Ensuite, Ninym fit la vaisselle puis s’attela au ménage et à la lessive, tout en réfléchissant à ce qu’elle allait préparer pour le déjeuner. Nettoyer seule ce vaste manoir était une tâche monumentale, mais un mobilier aussi extravagant ne permettait aucune négligence.
Maintenant que j’y pense, comment ont-ils fait jusqu’à présent ?
Raklum n’aurait jamais pu servir Wein, diriger la maison et gérer seul les marchandises et les informations entrantes et sortantes. Ces responsabilités nécessitaient au moins trois ou quatre personnes, mais Raklum et Ninym étaient les seuls membres du personnel. Ninym s’était déjà renseignée à ce sujet, mais on ne lui avait jamais donné de détails.
À ce moment-là, Raklum apparut à l’autre bout du couloir.
« Sir Raklum. »
Il leva les yeux, émergeant d’un bourbier de ses propres pensées.
« Ah, Ninym. Est-ce que tu fais le ménage en ce moment ? »
« Oui. Je polirai le manoir jusqu’à ce qu’il brille. »
« C’est ça l’esprit. Cependant, ne te pousse pas trop fort. Son Altesse a dit que nous pouvions donner la priorité aux pièces en utilisation active. »
« Compris ! Malgré tout, je ferai de mon mieux ! »
Ninym avait demandé à rester, alors aucune tâche n’était trop grande. Raklum reconnut son intention innocente, bien sûr, et ne la réprimanda pas pour cela.
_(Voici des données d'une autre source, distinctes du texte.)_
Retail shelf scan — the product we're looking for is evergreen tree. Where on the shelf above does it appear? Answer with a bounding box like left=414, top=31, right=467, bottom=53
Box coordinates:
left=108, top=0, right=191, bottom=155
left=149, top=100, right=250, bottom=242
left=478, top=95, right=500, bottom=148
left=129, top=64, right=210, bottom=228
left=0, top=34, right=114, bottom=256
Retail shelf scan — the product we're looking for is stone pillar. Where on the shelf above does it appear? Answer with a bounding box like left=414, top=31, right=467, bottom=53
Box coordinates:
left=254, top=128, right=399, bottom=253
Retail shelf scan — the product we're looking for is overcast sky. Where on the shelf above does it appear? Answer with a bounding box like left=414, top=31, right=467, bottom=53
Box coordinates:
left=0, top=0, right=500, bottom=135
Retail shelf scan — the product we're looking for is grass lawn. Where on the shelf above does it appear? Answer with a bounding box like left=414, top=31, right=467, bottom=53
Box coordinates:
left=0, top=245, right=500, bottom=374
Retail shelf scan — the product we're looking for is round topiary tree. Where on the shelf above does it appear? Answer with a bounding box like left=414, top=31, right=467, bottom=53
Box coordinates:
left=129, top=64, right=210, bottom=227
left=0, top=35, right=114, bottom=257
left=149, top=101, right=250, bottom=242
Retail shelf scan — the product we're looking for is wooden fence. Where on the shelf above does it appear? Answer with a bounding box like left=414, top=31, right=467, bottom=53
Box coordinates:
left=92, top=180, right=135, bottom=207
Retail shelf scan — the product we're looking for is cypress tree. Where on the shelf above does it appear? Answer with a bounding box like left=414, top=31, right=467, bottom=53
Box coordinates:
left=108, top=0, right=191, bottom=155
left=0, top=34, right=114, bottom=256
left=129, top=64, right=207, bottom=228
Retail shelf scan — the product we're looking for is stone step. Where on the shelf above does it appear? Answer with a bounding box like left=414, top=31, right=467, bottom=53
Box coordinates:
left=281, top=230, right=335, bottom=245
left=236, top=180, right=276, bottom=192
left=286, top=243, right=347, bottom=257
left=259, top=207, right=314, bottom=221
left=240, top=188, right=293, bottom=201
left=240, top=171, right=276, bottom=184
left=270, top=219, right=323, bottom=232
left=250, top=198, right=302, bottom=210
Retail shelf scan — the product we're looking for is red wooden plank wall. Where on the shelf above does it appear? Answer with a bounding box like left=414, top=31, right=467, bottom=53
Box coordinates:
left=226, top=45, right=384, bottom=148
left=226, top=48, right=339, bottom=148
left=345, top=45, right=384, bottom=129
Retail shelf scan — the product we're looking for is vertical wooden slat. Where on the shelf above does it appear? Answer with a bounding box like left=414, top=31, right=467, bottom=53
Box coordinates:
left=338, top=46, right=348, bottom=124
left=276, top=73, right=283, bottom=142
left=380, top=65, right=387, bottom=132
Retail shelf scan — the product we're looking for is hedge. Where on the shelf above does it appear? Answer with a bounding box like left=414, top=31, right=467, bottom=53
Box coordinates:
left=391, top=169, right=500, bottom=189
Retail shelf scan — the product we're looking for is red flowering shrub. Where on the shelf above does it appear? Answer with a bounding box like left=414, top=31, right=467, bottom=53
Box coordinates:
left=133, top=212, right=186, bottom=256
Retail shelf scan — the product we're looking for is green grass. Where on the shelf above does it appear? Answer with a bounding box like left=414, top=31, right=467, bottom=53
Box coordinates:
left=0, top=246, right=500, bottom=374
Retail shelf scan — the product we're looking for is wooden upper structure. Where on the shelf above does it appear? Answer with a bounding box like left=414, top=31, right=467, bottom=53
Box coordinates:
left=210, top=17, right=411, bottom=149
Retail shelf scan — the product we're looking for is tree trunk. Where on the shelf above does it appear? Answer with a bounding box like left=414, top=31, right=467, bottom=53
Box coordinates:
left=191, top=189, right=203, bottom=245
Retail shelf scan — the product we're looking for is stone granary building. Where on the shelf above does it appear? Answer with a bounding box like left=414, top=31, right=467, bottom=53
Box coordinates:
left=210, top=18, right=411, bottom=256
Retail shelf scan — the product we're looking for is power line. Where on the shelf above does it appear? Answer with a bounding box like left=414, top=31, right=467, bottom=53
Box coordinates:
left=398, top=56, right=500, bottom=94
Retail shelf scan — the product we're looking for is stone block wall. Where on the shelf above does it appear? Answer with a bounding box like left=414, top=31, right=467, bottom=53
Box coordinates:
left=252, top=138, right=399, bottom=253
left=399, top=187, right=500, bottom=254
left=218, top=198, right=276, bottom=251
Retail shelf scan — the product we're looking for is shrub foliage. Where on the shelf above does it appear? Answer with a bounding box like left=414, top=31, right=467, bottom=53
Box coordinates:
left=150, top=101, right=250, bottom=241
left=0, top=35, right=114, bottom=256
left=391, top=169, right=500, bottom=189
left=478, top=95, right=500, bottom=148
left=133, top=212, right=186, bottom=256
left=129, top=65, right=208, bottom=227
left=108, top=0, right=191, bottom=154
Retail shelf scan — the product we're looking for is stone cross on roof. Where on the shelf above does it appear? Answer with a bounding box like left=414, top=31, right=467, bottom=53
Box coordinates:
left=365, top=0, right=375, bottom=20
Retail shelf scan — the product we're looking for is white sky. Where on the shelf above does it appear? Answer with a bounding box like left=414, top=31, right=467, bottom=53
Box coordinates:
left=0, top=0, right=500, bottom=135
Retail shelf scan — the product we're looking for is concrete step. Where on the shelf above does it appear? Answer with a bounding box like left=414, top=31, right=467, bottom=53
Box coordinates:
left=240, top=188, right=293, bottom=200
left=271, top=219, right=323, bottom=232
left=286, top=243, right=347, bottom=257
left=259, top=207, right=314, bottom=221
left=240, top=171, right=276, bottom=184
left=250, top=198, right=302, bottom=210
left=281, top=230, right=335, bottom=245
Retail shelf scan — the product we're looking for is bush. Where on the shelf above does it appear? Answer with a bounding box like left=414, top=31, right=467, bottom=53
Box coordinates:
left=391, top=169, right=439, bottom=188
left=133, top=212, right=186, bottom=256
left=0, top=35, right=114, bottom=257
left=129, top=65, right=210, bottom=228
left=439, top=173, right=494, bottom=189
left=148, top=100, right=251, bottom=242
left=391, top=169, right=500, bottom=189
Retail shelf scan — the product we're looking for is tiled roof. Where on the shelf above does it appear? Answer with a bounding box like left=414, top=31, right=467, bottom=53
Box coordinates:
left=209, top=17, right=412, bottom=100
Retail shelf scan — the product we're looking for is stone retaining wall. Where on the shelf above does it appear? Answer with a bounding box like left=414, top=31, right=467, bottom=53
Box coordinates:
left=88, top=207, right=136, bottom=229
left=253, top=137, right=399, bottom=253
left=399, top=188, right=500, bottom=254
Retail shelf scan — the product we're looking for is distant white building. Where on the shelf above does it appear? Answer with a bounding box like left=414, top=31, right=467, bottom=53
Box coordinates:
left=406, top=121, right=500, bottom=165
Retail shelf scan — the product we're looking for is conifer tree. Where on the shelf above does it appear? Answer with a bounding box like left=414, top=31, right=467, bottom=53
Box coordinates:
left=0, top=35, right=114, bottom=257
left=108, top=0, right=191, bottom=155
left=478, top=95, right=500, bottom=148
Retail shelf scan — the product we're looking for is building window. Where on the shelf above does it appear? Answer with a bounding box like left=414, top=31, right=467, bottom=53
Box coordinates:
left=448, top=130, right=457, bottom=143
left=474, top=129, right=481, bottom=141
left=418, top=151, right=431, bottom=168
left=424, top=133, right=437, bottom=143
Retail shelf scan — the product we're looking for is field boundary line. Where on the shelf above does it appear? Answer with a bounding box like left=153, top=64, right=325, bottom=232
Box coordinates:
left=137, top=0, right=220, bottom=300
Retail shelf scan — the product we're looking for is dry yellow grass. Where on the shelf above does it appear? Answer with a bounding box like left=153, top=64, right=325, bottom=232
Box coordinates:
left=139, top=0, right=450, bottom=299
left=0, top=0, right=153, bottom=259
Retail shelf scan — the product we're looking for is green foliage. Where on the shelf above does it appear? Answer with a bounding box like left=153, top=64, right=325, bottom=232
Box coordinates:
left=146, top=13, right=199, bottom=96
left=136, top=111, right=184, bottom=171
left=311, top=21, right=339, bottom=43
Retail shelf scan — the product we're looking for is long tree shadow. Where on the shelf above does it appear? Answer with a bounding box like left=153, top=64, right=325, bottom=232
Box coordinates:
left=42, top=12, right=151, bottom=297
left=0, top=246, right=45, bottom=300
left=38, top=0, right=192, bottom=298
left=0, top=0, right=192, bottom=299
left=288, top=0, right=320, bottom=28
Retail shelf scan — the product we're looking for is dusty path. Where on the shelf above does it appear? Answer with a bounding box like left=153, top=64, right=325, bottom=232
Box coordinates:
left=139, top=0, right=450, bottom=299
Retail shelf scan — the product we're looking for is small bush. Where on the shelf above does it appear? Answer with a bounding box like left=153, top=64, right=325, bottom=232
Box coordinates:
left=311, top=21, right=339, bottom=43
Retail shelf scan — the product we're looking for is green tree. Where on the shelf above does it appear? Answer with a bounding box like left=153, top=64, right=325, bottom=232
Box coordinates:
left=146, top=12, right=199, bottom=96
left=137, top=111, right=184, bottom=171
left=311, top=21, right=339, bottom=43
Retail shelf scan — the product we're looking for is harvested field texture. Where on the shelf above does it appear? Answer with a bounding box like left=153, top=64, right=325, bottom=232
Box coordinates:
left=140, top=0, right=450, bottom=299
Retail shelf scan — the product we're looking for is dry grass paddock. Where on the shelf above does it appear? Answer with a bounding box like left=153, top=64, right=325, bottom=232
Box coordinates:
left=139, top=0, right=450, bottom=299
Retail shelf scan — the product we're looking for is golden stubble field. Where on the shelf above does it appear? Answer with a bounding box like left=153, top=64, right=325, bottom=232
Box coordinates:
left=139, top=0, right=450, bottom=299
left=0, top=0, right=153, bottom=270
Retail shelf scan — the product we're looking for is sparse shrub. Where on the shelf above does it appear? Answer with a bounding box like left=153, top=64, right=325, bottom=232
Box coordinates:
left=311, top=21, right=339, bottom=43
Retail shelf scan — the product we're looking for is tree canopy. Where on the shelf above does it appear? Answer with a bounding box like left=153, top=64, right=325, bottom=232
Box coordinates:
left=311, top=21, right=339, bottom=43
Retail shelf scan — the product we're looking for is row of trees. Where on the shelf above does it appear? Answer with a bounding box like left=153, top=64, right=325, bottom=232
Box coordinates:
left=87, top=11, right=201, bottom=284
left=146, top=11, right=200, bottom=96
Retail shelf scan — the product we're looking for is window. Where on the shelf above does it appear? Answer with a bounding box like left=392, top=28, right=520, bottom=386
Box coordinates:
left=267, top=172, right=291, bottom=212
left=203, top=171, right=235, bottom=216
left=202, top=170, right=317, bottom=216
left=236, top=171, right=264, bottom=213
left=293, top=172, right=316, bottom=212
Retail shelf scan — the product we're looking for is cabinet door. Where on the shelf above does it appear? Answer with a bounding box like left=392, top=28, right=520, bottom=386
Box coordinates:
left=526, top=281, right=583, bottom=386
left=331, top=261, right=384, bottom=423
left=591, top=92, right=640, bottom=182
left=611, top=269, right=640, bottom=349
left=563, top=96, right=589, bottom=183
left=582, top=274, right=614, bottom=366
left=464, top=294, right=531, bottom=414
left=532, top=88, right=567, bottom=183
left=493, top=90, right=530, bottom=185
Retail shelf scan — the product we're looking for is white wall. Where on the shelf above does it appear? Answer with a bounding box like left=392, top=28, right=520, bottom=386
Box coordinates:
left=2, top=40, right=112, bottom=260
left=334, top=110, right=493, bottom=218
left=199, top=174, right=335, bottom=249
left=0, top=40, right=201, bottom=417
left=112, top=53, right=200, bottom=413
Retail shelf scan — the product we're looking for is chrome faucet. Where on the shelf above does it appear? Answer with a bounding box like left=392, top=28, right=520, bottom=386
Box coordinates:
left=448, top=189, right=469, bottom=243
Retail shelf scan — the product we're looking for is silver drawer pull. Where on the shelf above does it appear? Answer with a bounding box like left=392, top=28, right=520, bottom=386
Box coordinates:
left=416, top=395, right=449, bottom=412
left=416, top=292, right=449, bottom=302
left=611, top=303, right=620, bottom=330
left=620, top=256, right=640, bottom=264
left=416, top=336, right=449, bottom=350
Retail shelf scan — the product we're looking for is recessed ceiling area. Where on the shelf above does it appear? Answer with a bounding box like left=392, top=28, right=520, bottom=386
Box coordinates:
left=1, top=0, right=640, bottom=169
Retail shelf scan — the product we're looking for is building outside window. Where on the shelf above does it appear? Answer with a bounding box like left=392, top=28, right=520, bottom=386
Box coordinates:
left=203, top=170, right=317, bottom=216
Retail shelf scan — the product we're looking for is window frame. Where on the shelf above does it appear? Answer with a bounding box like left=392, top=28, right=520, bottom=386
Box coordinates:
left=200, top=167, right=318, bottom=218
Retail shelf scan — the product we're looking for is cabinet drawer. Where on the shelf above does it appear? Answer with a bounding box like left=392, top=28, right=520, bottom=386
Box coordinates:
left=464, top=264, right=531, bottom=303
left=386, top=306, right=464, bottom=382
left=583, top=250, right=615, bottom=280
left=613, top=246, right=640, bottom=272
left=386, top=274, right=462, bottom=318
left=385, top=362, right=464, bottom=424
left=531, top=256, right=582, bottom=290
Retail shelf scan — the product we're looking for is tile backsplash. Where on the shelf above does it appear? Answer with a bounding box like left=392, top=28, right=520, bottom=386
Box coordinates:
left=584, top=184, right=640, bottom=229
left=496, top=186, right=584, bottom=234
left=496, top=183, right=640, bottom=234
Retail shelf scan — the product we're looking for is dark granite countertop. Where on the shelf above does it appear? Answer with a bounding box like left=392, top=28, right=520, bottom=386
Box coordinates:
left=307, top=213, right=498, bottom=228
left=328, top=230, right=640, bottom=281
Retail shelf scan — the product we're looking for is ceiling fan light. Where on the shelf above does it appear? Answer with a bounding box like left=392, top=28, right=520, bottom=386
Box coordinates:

Au lieu de cela, il sourit ironiquement et changea de sujet.
« Au fait, il n’est pas nécessaire de m’appeler “monsieur”. Après tout, je ne suis qu’un simple soldat. »
« Mais vous servez, Son Altesse…, » Ninym ne comprenait pas les circonstances, mais Raklum était le seul accompagnateur du prince. La plupart des gens considéreraient que monsieur est approprié.
« Je suis aux côtés de Son Altesse depuis moins longtemps que tu ne le penses », avoua Raklum en secouant la tête. « Le prince m’a convoqué à l’improviste il y a peu de temps. Il m’a dit qu’il avait l’intention de passer un certain temps dans ce manoir et m’a chargé des affaires courantes. Au début, j’ai pensé que cela signifiait que je commanderais les gardes et les serviteurs, mais… il n’y a vraiment que moi. »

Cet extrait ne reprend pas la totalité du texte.